Women are less likely to die of liver cirrhosis than men, say researchers, adding that this chronic liver disease affects both men and women equally.
Prior studies have suggested women might have higher mortality of cirrhosis of the liver than men. Women are also less likely to receive liver transplantation.
“We knew that women are not receiving liver transplants at the same rate as men, but we did not know if liver cirrhosis leads to more death in women than in men,” said lead author Dr Daniela Ladner, Associate Professor at Northwestern University in the US.
For the findings, published in the Journal of Hepatology, the research team analysed a cohort of 20,045 patients with cirrhosis using a Chicago-wide electronic health record database.
Cirrhosis is a leading cause of death estimated to affect more than four million people in the US. Although alcohol is a top cause of liver disease, most patients with cirrhosis do not have alcohol-related liver disease.

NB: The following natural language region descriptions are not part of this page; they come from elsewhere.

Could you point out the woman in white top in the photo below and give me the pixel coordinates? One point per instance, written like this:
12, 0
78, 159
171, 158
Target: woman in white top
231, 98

The study showed women with cirrhosis have lower overall mortality but no difference in the liver-related cause of death despite a lower rate of liver transplantation compared to men.
“The important takeaway should be that men and women should be treated similarly as their cirrhosis-related risk is the same,” Ladner said.
The researchers noted population-based studies are important to truly understand the risks to different subgroups within the population.
The reasons for the past uncertainty is men and women have different causes of liver disease, different severities of liver disease and a different mix of other health conditions, the study said.
“The research is part of an ongoing push to make sure that patients are treated fairly and equitably in medicine. In many areas, it is increasingly shown that women are disadvantaged,” Ladner added.